Seven Memnun, Shah Lisa L, Yazici Hülya, Daack-Hirsch Sandra
Author Affiliations: College of Nursing, University of Massachusetts Amherst (Dr Seven), Massachusetts; Koç University School of Nursing (Dr Seven), Istanbul, Turkey; University of Pittsburgh School of Nursing (Dr Shah), Pennsylvania; Cancer Genetics Division, Department of Basic Oncology, Istanbul University Oncology Institute (Dr Yazici), Istanbul, Turkey; and University of Iowa College of Nursing (Dr Daack-Hirsch), Iowa City.
Cancer Nurs. 2022;45(1):E91-E98. doi: 10.1097/NCC.0000000000000876.
The genetic risk communication from proband to relatives varies from family to family, and patients often need support with the communication of genetic test results and making decisions to manage hereditary cancer risks.
The aim of this study was to characterize the communication of BRCA1 or BRCA2 (BRCA1/2) genetic risk from proband to first-degree relatives (FDRs) using a social network framework.
We characterized network and nonnetwork factors to explore their association with which FDRs were told about the genetic risk and whether or not relatives underwent genetic testing. Ninety-two female probands with hereditary breast and ovarian cancer who have confirmed BRCA1/2 mutations participated in the study. Communication of hereditary breast and ovarian cancer risk was assessed between 92 probands and their 417 FDRs.

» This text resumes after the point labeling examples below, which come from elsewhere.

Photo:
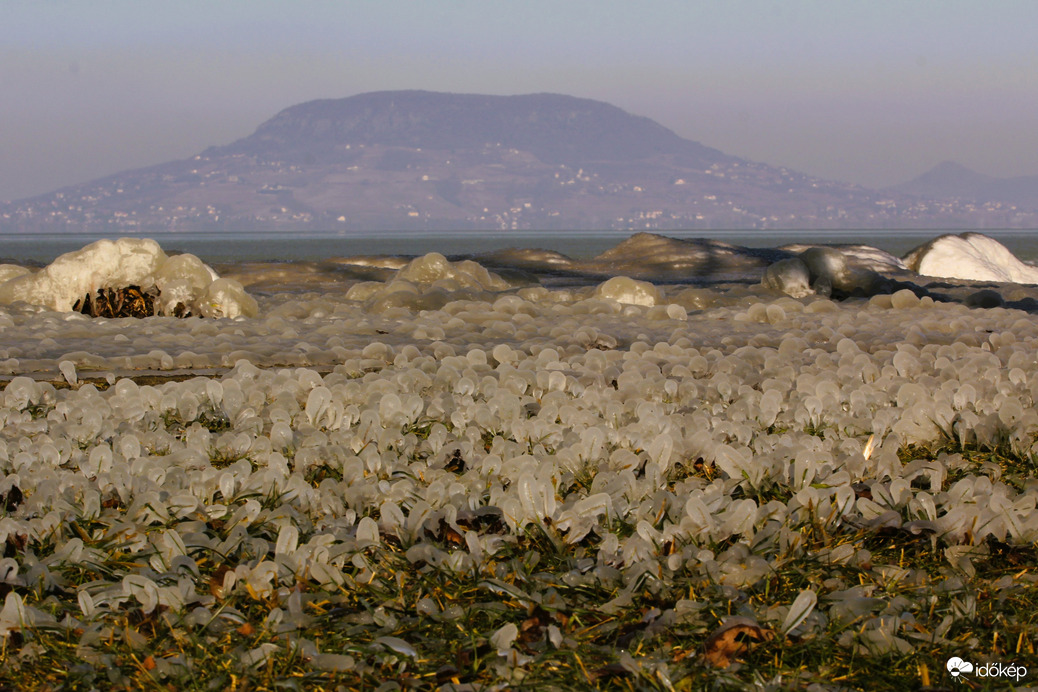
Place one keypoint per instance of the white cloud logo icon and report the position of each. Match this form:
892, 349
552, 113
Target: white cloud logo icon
957, 666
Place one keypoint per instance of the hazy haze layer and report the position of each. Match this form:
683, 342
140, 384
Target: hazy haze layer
871, 93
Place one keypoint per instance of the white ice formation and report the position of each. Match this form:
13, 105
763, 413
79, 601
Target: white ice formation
429, 282
181, 279
698, 440
972, 256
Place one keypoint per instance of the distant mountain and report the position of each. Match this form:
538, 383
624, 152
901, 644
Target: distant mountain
415, 160
952, 181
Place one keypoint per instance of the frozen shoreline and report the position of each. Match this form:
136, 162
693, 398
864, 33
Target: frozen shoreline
666, 435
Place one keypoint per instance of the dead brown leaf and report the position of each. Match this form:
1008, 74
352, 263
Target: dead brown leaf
732, 639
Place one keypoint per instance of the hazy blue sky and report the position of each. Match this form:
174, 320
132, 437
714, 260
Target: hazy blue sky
868, 91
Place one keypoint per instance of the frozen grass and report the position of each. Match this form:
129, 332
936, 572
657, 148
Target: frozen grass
537, 489
402, 623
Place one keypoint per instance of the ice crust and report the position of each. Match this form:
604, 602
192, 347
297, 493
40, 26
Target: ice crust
127, 261
565, 409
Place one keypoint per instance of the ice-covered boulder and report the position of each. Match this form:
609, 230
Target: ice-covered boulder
829, 271
428, 283
182, 284
628, 291
789, 276
434, 267
972, 256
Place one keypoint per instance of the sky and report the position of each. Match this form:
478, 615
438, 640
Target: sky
870, 92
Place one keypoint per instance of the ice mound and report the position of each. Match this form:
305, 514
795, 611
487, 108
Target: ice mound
648, 255
972, 256
627, 291
336, 452
824, 271
184, 284
429, 282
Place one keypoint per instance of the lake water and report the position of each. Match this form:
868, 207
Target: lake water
579, 245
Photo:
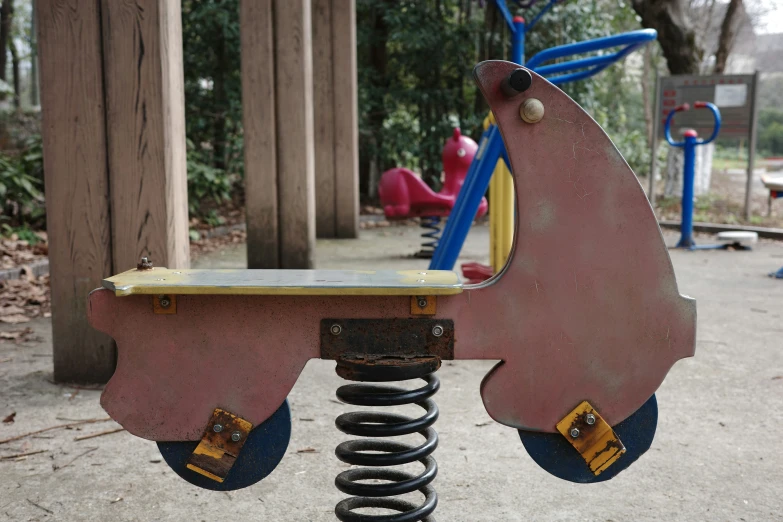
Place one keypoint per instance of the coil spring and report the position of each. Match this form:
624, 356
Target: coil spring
431, 237
389, 453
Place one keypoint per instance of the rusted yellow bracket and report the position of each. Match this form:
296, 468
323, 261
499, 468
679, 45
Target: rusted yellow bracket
220, 445
592, 437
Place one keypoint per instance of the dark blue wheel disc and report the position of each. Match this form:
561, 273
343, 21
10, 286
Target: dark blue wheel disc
264, 449
555, 454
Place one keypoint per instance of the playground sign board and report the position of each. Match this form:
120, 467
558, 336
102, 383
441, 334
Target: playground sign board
735, 97
732, 93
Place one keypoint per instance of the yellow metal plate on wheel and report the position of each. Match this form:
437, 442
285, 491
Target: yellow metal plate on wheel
592, 437
158, 281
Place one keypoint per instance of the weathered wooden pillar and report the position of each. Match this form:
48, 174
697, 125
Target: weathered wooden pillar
114, 157
77, 183
258, 117
145, 119
288, 125
346, 124
335, 116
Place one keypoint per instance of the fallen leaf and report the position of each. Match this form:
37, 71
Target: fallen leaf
11, 310
15, 319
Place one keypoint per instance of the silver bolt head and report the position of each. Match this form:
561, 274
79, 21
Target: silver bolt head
531, 110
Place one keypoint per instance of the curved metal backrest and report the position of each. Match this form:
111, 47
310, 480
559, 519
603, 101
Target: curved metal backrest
582, 68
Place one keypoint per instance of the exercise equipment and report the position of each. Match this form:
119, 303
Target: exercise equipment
735, 239
586, 320
404, 195
493, 158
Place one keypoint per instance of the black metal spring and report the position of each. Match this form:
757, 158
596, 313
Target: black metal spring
389, 453
431, 237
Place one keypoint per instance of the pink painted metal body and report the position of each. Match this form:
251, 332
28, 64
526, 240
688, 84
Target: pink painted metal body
587, 307
404, 195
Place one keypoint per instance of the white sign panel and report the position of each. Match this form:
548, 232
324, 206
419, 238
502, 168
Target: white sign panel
731, 95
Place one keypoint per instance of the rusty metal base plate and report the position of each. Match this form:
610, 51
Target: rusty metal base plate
387, 338
263, 450
557, 456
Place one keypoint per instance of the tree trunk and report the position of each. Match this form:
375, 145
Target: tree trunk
6, 18
726, 38
33, 59
219, 99
675, 33
15, 71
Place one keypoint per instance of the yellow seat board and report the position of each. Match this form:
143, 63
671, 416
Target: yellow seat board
284, 282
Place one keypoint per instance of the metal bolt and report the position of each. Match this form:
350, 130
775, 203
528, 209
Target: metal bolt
531, 110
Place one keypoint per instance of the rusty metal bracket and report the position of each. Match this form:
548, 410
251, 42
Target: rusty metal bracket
592, 437
220, 445
164, 304
404, 338
424, 304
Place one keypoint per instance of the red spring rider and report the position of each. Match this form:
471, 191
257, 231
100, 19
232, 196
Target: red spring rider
404, 194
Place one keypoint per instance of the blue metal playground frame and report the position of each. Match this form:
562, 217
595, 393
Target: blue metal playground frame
491, 147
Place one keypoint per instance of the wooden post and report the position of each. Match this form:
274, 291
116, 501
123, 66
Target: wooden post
346, 127
324, 119
258, 113
145, 108
77, 186
295, 155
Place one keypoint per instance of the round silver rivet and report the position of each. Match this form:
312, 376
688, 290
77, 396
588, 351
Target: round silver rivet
531, 110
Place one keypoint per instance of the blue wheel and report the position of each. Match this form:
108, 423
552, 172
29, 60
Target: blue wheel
553, 452
264, 449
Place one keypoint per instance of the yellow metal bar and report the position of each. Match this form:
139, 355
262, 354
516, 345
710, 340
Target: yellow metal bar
159, 281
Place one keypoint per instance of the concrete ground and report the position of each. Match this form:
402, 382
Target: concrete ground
717, 456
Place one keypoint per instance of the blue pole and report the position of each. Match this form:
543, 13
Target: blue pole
518, 41
686, 228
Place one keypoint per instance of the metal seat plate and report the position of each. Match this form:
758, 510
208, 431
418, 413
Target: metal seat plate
284, 282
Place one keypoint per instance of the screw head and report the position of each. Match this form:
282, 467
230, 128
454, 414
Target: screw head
531, 110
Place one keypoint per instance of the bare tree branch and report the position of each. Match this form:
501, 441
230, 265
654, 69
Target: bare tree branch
726, 39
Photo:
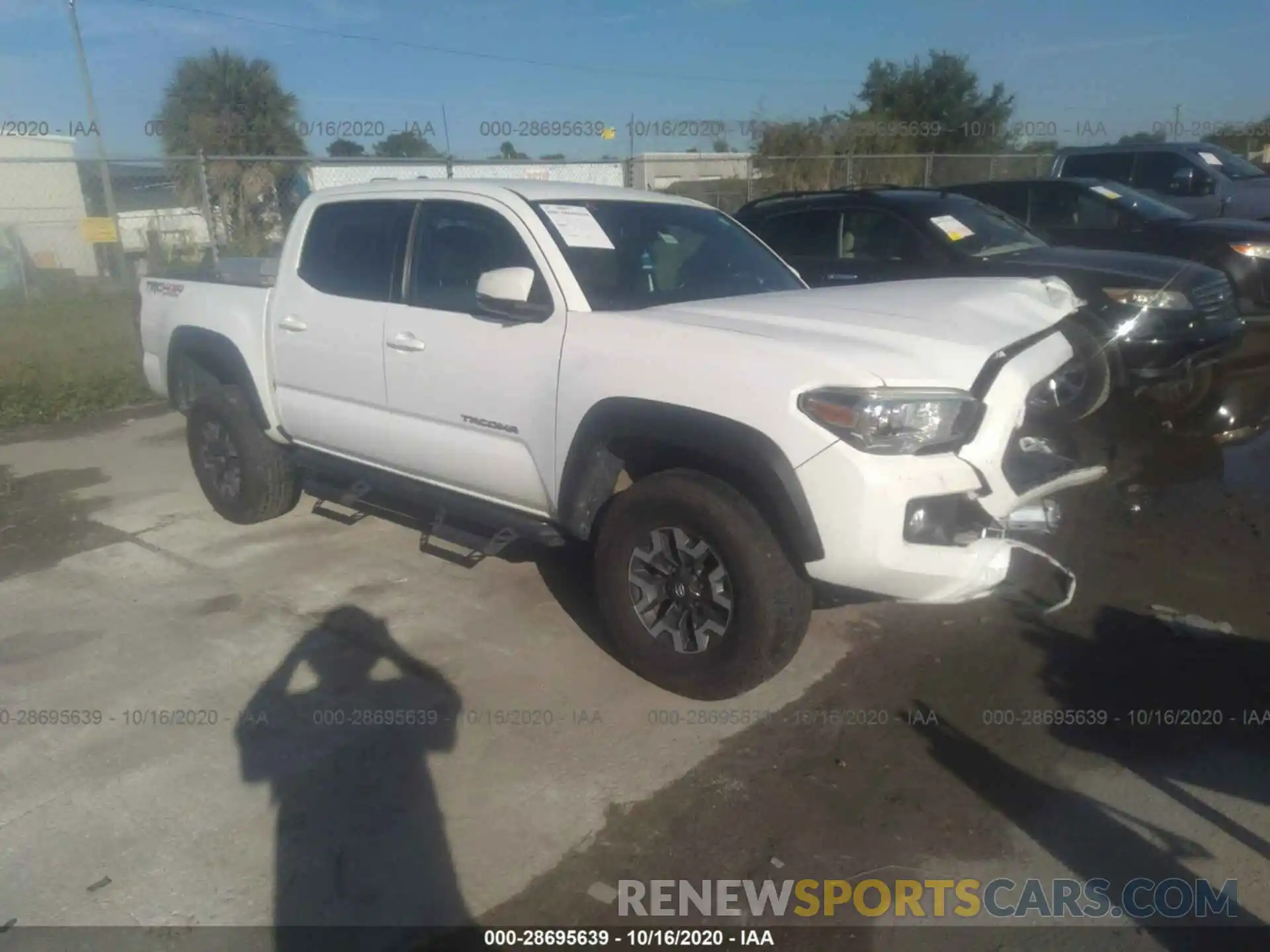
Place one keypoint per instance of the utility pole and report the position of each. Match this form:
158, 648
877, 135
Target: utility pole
116, 249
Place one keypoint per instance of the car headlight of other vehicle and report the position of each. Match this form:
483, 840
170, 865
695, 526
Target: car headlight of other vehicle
1253, 249
893, 420
1150, 298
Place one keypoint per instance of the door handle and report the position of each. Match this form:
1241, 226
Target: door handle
405, 342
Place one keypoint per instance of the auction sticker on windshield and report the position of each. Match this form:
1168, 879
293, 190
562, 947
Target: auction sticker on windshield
952, 227
577, 226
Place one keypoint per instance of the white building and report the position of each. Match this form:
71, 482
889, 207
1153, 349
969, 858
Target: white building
659, 171
597, 173
42, 204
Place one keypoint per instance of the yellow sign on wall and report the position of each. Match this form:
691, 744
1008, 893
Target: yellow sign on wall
98, 231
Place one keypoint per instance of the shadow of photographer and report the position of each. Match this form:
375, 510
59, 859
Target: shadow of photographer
360, 836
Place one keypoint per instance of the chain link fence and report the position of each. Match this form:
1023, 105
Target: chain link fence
192, 211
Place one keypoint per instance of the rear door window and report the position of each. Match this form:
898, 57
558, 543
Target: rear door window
875, 235
1066, 207
1010, 197
356, 249
1156, 171
1117, 167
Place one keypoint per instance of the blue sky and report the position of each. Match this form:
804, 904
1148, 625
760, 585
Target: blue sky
1123, 63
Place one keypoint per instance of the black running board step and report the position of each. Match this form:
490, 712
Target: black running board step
335, 480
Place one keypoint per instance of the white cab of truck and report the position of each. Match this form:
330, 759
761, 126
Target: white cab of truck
636, 374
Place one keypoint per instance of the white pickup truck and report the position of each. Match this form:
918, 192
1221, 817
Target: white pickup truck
635, 371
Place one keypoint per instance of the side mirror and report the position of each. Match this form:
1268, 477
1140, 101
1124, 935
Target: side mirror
1183, 183
505, 292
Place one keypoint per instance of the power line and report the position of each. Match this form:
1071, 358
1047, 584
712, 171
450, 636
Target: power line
478, 55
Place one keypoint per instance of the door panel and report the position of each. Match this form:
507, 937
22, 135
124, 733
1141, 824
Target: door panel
327, 328
1072, 215
473, 397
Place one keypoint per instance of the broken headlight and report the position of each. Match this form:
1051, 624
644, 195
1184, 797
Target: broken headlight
893, 420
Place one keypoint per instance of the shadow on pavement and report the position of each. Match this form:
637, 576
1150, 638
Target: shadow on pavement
360, 837
1090, 838
1188, 706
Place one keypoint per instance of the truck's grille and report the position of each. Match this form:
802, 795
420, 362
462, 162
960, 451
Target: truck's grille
1213, 299
1042, 450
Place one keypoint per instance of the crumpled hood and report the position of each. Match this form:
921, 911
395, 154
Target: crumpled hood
913, 333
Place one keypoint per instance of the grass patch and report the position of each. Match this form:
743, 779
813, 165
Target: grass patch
69, 356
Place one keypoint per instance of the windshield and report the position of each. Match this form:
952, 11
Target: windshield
629, 255
1146, 206
1232, 165
980, 230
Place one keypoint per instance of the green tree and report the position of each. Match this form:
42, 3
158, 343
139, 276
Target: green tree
1244, 139
226, 104
405, 145
943, 93
346, 149
1140, 138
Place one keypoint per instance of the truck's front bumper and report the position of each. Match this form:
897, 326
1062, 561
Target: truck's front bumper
861, 502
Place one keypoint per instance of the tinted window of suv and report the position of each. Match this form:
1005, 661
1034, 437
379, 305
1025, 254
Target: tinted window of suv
1099, 165
1156, 171
355, 249
1068, 207
455, 244
874, 235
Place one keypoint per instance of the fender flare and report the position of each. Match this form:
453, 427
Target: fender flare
620, 428
219, 356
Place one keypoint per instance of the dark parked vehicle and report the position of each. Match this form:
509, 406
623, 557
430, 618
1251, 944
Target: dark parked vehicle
1107, 215
1159, 320
1199, 178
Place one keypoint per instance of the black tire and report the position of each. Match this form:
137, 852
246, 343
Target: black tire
245, 475
771, 603
1091, 371
1177, 397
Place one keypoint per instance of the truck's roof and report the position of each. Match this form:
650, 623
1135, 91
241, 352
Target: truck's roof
529, 190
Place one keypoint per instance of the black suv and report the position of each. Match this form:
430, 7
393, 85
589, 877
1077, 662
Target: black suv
1160, 319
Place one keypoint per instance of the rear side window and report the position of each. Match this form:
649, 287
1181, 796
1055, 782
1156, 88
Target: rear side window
810, 234
1156, 171
874, 235
455, 244
1072, 208
356, 249
1117, 167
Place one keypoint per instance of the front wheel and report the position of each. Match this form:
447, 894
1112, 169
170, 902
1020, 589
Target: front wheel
697, 592
1082, 385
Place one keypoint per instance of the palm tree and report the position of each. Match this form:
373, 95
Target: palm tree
225, 104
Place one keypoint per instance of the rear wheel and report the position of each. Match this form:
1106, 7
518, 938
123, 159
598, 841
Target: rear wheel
245, 475
1184, 395
698, 594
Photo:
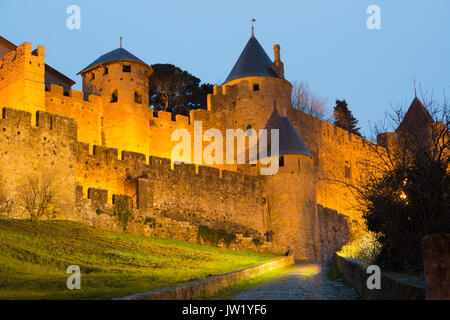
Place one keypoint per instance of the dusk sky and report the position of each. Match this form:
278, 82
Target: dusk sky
325, 43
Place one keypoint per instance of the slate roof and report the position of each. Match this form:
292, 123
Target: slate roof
252, 62
48, 68
290, 141
416, 117
119, 54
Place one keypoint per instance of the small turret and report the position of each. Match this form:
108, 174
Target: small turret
121, 79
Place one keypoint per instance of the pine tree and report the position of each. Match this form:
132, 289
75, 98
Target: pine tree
344, 119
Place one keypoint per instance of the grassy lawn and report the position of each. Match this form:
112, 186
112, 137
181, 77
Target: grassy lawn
241, 286
34, 258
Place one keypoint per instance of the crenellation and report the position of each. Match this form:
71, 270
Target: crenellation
105, 154
16, 118
138, 158
232, 176
185, 170
84, 132
99, 196
208, 172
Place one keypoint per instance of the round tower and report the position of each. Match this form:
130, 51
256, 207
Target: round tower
259, 86
121, 79
292, 218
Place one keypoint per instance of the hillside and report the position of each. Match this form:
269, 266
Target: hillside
34, 258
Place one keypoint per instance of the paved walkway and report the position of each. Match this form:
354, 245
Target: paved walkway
303, 281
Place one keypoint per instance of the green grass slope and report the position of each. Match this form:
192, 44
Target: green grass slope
34, 258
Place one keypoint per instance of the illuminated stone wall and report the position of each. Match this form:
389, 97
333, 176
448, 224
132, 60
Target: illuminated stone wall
28, 150
22, 79
124, 148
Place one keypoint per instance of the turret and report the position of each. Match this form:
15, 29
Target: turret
121, 79
259, 84
291, 194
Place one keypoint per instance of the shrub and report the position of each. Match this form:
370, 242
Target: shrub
215, 236
151, 222
122, 210
40, 195
258, 241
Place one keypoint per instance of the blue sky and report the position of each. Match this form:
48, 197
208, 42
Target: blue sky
324, 42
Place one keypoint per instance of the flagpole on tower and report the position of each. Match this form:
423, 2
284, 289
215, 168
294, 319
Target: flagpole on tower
253, 27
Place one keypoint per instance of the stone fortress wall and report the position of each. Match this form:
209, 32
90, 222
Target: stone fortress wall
186, 195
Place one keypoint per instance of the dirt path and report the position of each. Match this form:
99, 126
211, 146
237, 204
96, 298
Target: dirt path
304, 281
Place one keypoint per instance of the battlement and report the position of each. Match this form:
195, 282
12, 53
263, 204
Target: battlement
102, 168
329, 132
53, 123
164, 118
222, 97
56, 91
17, 57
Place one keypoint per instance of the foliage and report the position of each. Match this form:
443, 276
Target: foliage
6, 203
122, 210
258, 241
215, 236
363, 246
407, 193
34, 258
344, 119
151, 222
407, 204
306, 101
39, 195
174, 90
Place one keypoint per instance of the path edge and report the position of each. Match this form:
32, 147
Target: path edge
213, 284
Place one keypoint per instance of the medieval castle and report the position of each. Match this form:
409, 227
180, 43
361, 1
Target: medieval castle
106, 141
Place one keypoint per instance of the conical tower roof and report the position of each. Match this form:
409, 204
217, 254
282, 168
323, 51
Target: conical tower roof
417, 116
119, 54
252, 62
290, 141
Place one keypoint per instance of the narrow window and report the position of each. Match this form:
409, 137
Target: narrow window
137, 97
249, 127
126, 68
114, 96
348, 172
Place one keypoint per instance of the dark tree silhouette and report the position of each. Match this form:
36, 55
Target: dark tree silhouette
344, 119
174, 90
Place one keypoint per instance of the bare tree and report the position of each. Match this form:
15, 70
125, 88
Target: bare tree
306, 101
404, 194
39, 195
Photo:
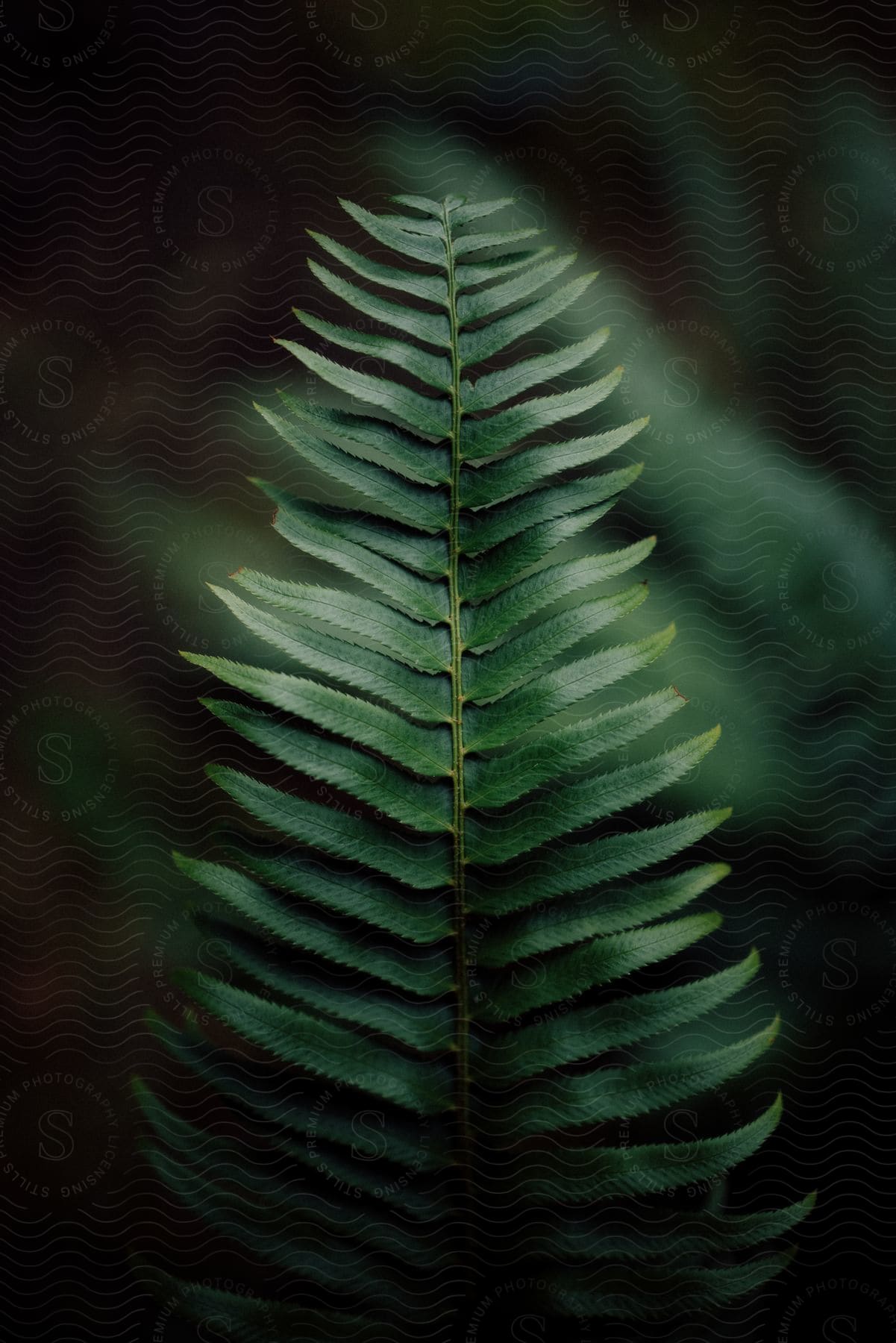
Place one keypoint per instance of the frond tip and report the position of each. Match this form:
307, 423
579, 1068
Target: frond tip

Of 92 probands, 94.5% (n = 87) communicated their genetic test result to at least one of their FDRs. Of FDRs older than 18 years, 19.9% (n = 72) have genetic testing. Emotional closeness, educational level of the proband, and relative's age were significantly associated with communicating test results with FDRs.
Communication of genetic risk with the FDRs after having a BRCA1/2 gene-mutation-positive test result was high in this group of cancer patients. However, the rate of genetic testing among FDRs was low.
Probands' educational level and age of relatives for cascade genetic screening should be considered during counseling. Interventions to support women with BRCA1/2 mutations during the communication process and their family members' engagement in testing and risk-reducing strategies are needed.
从先证者到亲属的遗传风险沟通因家庭而异,患者在传达基因检测结果和做出管理遗传性癌症风险的决策时通常需要支持。
本研究的目的是使用社交网络框架来描述BRCA1或BRCA2(BRCA1/2)基因风险从先证者到一级亲属(FDR)的沟通情况。
我们对网络和非网络因素进行了特征描述,以探讨它们与哪些FDR被告知遗传风险以及亲属是否接受基因检测之间的关联。92名确诊为BRCA1/2突变的遗传性乳腺癌和卵巢癌女性先证者参与了该研究。评估了92名先证者与其417名FDR之间遗传性乳腺癌和卵巢癌风险的沟通情况。
在92名先证者中,94.5%(n = 87)将其基因检测结果告知了至少一名FDR。在18岁以上的FDR中,19.9%(n = 72)进行了基因检测。情感亲密度、先证者的教育水平和亲属的年龄与向FDR传达检测结果显著相关。
在这组癌症患者中,BRCA1/2基因突变检测结果呈阳性后与FDR进行遗传风险沟通的比例较高。然而,FDR中的基因检测率较低。
在咨询过程中应考虑先证者的教育水平和用于级联基因筛查的亲属年龄。需要采取干预措施,在沟通过程中支持携带BRCA1/2突变的女性及其家庭成员参与检测和降低风险策略。